Glaucoma fellows divide their time between various clinics within the Indiana University Medical Center. They work alongside Lou Cantor, MD, Elizabeth A. Martin, MD, John T. Lind, MD, and Richard M. Schroeder, MD, at the Eugene and Marilyn Glick Eye Institute downtown and Yara Catoria-Boyle, MD, at the Richard L. Roudebush VA Medical Center. Fellows also spend time at the adult outpatient center at Sidney and Lois Eskenazi Health, the county hospital, where they assist with staffing the glaucoma clinic with residents. In this environment, fellows have the opportunity to exercise clinical judgement and help direct the care of a large glaucoma population. At the VA Medical Center, fellows provide surgical care to patients with complex cataract procedures using the latest surgical and laser techniques, as well as treat glaucoma. In addition, the Department of Ophthalmology has a satellite office at Indiana University Health Springmill Medical Clinic, which provides an environment similar to that of a multi-specialty private practice. The majority of glaucoma surgical procedures in which fellows in this program participate are performed at the Ambulatory Surgery Center within this facility.

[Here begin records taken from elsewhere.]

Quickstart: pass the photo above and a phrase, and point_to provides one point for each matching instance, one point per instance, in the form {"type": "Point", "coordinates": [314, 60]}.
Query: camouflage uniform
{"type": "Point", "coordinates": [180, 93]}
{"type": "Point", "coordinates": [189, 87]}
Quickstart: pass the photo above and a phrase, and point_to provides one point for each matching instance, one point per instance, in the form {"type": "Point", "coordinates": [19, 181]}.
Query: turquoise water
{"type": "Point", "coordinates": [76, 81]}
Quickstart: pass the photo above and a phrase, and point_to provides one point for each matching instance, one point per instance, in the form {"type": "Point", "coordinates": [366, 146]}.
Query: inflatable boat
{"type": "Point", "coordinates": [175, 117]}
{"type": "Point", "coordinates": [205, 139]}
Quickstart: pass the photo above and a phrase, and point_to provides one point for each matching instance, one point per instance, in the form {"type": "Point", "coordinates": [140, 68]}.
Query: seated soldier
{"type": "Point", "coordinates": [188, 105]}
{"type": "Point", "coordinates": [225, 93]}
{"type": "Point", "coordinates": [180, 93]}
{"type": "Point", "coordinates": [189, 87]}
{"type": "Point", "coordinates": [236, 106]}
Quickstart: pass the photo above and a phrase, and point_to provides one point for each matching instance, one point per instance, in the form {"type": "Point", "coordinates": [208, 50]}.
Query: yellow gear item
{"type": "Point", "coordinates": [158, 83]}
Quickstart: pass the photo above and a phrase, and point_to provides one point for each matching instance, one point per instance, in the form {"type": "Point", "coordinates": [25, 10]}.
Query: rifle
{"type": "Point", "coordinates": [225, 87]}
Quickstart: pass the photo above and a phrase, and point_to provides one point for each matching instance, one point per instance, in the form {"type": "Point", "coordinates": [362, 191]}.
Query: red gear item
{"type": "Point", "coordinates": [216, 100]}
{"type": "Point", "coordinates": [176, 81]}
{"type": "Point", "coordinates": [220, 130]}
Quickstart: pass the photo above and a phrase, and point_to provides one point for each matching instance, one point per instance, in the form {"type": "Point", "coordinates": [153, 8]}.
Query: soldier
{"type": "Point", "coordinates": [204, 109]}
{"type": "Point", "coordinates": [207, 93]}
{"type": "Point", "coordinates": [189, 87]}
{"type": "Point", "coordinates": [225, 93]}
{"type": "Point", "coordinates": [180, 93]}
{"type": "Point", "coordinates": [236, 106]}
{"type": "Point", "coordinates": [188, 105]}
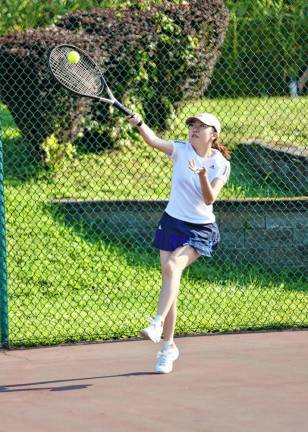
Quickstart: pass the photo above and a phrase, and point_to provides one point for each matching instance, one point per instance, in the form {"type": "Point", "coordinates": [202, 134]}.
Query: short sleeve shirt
{"type": "Point", "coordinates": [186, 200]}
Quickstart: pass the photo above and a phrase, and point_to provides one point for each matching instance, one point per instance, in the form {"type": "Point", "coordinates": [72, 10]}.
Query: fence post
{"type": "Point", "coordinates": [4, 321]}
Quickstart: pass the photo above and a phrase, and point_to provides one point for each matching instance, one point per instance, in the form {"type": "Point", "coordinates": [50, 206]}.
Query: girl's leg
{"type": "Point", "coordinates": [172, 266]}
{"type": "Point", "coordinates": [169, 324]}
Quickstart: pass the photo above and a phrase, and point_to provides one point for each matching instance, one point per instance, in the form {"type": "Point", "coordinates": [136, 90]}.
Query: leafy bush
{"type": "Point", "coordinates": [153, 58]}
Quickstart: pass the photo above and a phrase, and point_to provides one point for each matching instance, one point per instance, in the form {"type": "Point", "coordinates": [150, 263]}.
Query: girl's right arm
{"type": "Point", "coordinates": [149, 136]}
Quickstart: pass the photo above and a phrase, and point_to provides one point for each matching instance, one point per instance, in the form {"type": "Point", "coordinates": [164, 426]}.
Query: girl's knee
{"type": "Point", "coordinates": [171, 267]}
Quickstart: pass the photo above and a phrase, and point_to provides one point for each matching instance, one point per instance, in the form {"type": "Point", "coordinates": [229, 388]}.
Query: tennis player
{"type": "Point", "coordinates": [187, 228]}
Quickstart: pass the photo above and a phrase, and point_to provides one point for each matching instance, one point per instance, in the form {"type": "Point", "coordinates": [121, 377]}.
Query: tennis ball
{"type": "Point", "coordinates": [73, 57]}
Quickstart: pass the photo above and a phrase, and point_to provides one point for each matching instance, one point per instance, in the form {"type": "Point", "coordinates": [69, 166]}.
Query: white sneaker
{"type": "Point", "coordinates": [153, 331]}
{"type": "Point", "coordinates": [166, 357]}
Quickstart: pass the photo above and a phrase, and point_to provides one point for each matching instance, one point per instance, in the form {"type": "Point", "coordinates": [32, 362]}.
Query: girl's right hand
{"type": "Point", "coordinates": [134, 120]}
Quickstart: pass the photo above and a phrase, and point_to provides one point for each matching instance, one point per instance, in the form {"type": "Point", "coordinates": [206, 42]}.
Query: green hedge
{"type": "Point", "coordinates": [154, 58]}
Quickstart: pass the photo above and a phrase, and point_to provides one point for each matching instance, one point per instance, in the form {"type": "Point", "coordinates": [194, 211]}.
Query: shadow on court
{"type": "Point", "coordinates": [237, 382]}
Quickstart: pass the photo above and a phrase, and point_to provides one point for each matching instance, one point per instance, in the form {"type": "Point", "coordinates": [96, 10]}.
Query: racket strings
{"type": "Point", "coordinates": [82, 77]}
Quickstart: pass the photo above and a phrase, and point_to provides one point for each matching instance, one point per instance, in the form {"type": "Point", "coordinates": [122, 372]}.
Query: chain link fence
{"type": "Point", "coordinates": [83, 193]}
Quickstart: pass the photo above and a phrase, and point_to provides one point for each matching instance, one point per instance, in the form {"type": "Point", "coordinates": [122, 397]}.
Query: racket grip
{"type": "Point", "coordinates": [122, 108]}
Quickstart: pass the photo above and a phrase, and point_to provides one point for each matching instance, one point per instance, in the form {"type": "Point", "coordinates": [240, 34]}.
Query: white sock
{"type": "Point", "coordinates": [158, 318]}
{"type": "Point", "coordinates": [167, 345]}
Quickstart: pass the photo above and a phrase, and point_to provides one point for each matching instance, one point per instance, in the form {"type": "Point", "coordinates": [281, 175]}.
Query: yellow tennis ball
{"type": "Point", "coordinates": [73, 57]}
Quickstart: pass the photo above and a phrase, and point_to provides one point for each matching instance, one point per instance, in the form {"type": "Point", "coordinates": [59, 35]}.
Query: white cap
{"type": "Point", "coordinates": [208, 119]}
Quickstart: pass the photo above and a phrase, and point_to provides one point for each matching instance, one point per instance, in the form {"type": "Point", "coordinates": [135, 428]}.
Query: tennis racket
{"type": "Point", "coordinates": [83, 78]}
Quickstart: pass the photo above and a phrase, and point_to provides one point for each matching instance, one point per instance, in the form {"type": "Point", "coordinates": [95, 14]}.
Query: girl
{"type": "Point", "coordinates": [187, 229]}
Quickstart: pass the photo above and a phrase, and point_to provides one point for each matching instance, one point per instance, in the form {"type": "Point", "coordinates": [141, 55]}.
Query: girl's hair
{"type": "Point", "coordinates": [223, 149]}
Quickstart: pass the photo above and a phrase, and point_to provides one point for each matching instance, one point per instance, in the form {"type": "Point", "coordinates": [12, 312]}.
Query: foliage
{"type": "Point", "coordinates": [265, 47]}
{"type": "Point", "coordinates": [131, 44]}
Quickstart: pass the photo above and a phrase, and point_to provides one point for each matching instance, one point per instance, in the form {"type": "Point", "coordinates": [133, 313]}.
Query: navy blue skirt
{"type": "Point", "coordinates": [172, 233]}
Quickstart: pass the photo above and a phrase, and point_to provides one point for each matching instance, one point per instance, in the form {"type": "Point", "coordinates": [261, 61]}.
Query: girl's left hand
{"type": "Point", "coordinates": [200, 171]}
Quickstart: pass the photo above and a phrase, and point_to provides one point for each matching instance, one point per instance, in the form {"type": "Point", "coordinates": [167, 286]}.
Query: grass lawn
{"type": "Point", "coordinates": [66, 283]}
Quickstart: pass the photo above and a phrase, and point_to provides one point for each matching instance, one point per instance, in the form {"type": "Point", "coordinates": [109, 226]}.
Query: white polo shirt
{"type": "Point", "coordinates": [186, 200]}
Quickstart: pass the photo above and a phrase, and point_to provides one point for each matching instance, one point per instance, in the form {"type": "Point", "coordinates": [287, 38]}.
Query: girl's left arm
{"type": "Point", "coordinates": [210, 191]}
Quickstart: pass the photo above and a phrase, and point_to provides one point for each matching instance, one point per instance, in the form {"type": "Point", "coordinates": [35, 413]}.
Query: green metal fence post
{"type": "Point", "coordinates": [4, 321]}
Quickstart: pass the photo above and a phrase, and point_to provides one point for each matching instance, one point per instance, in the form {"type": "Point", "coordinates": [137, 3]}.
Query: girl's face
{"type": "Point", "coordinates": [200, 133]}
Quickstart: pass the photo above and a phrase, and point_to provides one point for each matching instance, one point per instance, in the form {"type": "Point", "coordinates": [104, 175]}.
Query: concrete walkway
{"type": "Point", "coordinates": [249, 382]}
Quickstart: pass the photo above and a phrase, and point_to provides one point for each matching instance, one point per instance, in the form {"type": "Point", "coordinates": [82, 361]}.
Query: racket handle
{"type": "Point", "coordinates": [122, 108]}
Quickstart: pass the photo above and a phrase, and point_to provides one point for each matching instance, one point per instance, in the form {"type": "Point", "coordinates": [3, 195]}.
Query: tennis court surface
{"type": "Point", "coordinates": [235, 382]}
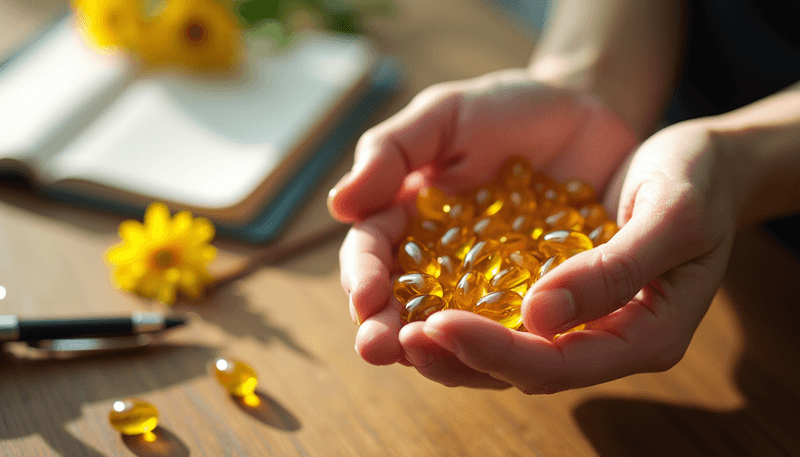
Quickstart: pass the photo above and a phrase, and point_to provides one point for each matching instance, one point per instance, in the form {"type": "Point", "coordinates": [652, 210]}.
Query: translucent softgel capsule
{"type": "Point", "coordinates": [236, 377]}
{"type": "Point", "coordinates": [470, 288]}
{"type": "Point", "coordinates": [419, 308]}
{"type": "Point", "coordinates": [133, 416]}
{"type": "Point", "coordinates": [414, 257]}
{"type": "Point", "coordinates": [503, 307]}
{"type": "Point", "coordinates": [566, 242]}
{"type": "Point", "coordinates": [412, 285]}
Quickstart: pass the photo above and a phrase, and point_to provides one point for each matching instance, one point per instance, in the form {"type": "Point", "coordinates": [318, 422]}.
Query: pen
{"type": "Point", "coordinates": [14, 329]}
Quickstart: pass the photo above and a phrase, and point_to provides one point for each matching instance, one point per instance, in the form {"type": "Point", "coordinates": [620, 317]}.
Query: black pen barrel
{"type": "Point", "coordinates": [54, 329]}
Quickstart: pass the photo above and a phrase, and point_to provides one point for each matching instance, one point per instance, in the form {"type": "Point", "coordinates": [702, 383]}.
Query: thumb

Glaucoma fellows are subjected to the entire spectrum of glaucoma surgery, including newer micro-invasive glaucoma surgeries (MIGS) and other investigative procedures. They have opportunity to develop surgical skills in trabeculectomy, tube shunt implants, anterior segment laser procedures, cataract surgery, combined glaucoma and cataract surgery, and the surgical management of complications related to glaucoma surgery.


The Department of Ophthalmology is actively involved in a wide variety of clinical research studies involving glaucoma diagnosis, medical therapy, laser therapy and surgeries. In addition to obtaining a broad and comprehensive clinical experience, glaucoma fellows participate in ongoing clinical and laboratory research.